Tuesday, March 20, 2007
Mary Oliver had made up her mind. And a million incredulous looks from the funeral director wasn't about to change it. Her beloved Donald would spend eternity inside a basketball. Well, what was left of Don. His cremated ashes. Maybe, said the director, as politely as possible, we could imprint the urn with a basketball. Nope, said Mary. No imprint. The genuine article. Leather and everything. The family had the perfect one available, a ball Don's granddaughter, Caley Onek, and her brother had given him as a birthday present. A section of the ball was cut away. The plastic bag of ashes was carefully tucked inside, and the section replaced. They really hooped it up at Don's service as well. Final Four hats were positioned up and down a small ladder. Pictures of the 23 Final Fours Don and Mary had attended shared space with a big bouquet decorated with mini basketballs, stickers and jerseys. 23 consecutive Final Fours when a nasty cough set in early last year. A trip to the hospital revealed the worst possible news.
Don had lung cancer. Of course, he felt terrible. He must have. For the first time in 23 years, Don and Mary skipped last year's Final Four. Don seemed to be holding his own. Then, last August 1, Don and Mary were preparing to attend -- what else? -- a game. Mary walked out to the car and saw Don on the ground. An ambulance was summoned, but it was too late. Seventy-year-old Don Oliver was dead from a blood clot to the heart.

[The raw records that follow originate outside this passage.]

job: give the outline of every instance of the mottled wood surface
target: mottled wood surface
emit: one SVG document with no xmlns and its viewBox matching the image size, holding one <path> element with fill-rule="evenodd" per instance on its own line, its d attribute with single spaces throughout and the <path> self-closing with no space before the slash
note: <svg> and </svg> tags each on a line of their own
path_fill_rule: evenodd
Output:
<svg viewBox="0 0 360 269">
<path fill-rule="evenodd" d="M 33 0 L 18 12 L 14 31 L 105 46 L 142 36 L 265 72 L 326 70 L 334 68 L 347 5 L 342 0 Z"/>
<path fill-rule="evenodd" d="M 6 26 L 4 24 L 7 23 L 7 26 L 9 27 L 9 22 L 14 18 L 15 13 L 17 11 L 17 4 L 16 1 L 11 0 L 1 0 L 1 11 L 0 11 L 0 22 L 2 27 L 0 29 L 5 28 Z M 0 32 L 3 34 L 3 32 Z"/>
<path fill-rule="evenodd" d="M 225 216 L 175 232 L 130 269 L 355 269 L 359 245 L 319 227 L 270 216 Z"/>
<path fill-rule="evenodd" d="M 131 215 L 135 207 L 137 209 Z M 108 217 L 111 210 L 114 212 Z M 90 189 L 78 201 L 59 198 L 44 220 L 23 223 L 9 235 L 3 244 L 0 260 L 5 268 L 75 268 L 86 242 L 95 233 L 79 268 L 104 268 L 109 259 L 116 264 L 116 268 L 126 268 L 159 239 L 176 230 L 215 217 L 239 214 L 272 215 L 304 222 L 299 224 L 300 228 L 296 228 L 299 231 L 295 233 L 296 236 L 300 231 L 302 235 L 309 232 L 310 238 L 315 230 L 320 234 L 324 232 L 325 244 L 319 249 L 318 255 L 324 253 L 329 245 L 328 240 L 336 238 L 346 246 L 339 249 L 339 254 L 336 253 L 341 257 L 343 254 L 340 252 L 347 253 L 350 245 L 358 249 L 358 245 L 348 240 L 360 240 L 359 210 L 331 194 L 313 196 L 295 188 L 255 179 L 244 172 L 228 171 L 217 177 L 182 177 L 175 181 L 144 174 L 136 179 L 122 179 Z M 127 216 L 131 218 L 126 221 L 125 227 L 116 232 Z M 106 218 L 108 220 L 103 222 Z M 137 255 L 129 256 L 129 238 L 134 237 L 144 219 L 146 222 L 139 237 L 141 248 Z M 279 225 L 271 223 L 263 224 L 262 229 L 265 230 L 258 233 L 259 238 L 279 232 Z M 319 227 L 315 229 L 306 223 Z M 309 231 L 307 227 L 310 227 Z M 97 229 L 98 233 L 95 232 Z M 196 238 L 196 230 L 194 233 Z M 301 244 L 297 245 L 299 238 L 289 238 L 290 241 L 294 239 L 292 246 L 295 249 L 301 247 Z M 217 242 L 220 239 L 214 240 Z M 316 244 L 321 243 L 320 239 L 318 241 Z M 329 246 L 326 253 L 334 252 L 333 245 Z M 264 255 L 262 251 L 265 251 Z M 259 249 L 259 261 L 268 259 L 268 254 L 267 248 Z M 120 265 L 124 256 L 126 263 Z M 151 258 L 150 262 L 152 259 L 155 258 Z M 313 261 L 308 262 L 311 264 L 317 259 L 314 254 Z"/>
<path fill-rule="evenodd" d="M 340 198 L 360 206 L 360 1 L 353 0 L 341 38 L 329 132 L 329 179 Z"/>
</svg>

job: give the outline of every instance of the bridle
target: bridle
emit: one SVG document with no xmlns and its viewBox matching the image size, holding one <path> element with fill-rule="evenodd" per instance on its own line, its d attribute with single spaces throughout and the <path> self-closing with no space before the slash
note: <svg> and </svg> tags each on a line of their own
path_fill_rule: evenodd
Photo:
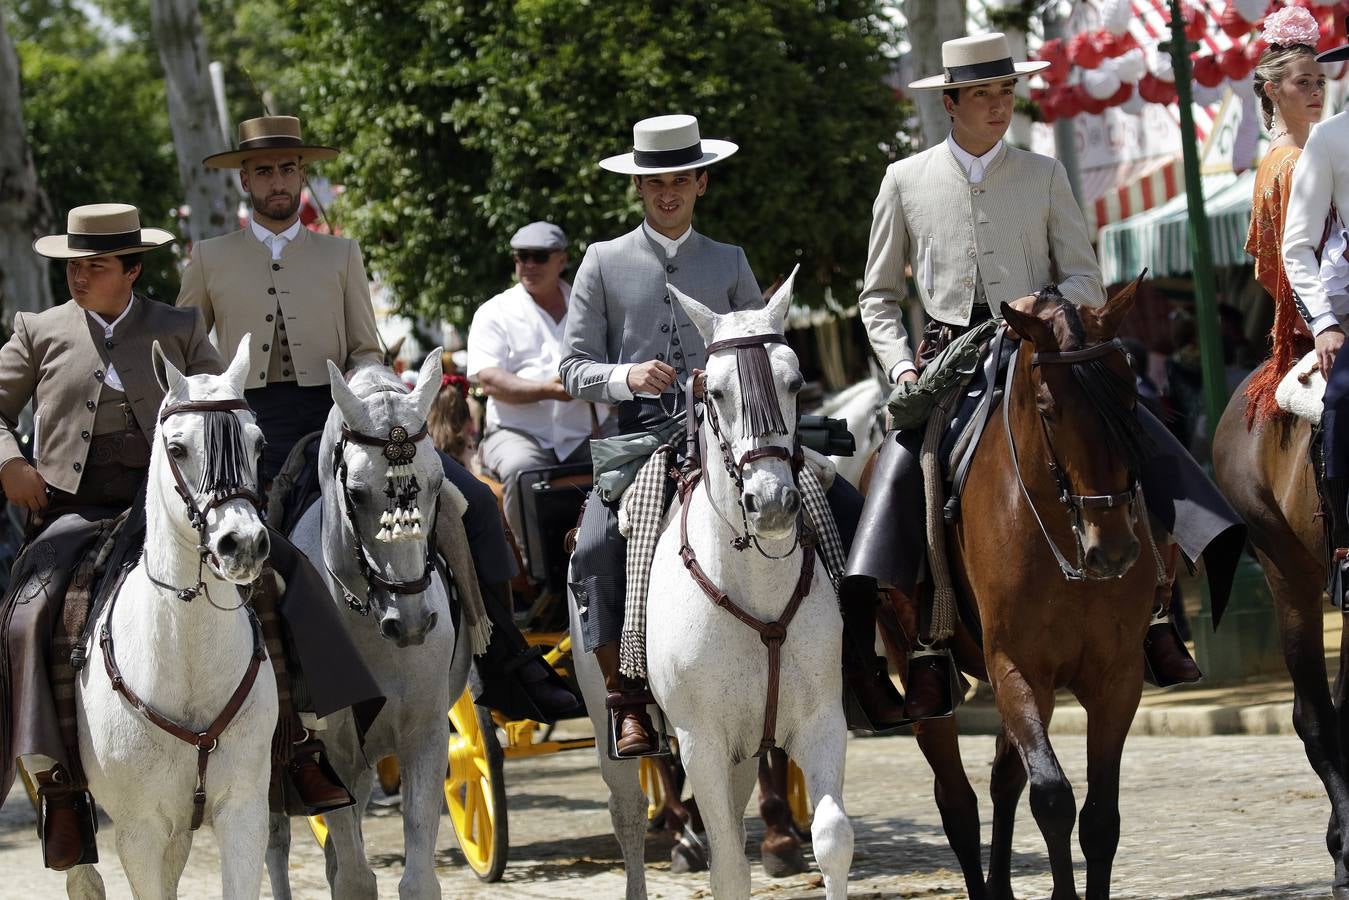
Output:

Donald Oliver loved basketball. No, he really loved basketball. As a boy growing up in Miller, Kan., he played all the time. His passion translated throughout the family. His daughter played in high school, then coached at Allen County Community College in Iola. His granddaughter plays for Flinthills High School in Rosalia, and plays to continue in college. Don would attend her Monday night game, then his grandson's game on Tuesday night. The area's college teams, Emporia State and Washburn University, weren't ignored either. Nor was the state's powerhouse, the University of Kansas. Don wouldn't drive to those games in Lawrence. Too far. Instead, he'd fly, wearing the KU cap with the giant Jayhawk perched on top. "He had a passion for the game that I couldn't even describe,'' said Caley.
Ed.--What can I say but Rock Chalk Jayhawk Go KU!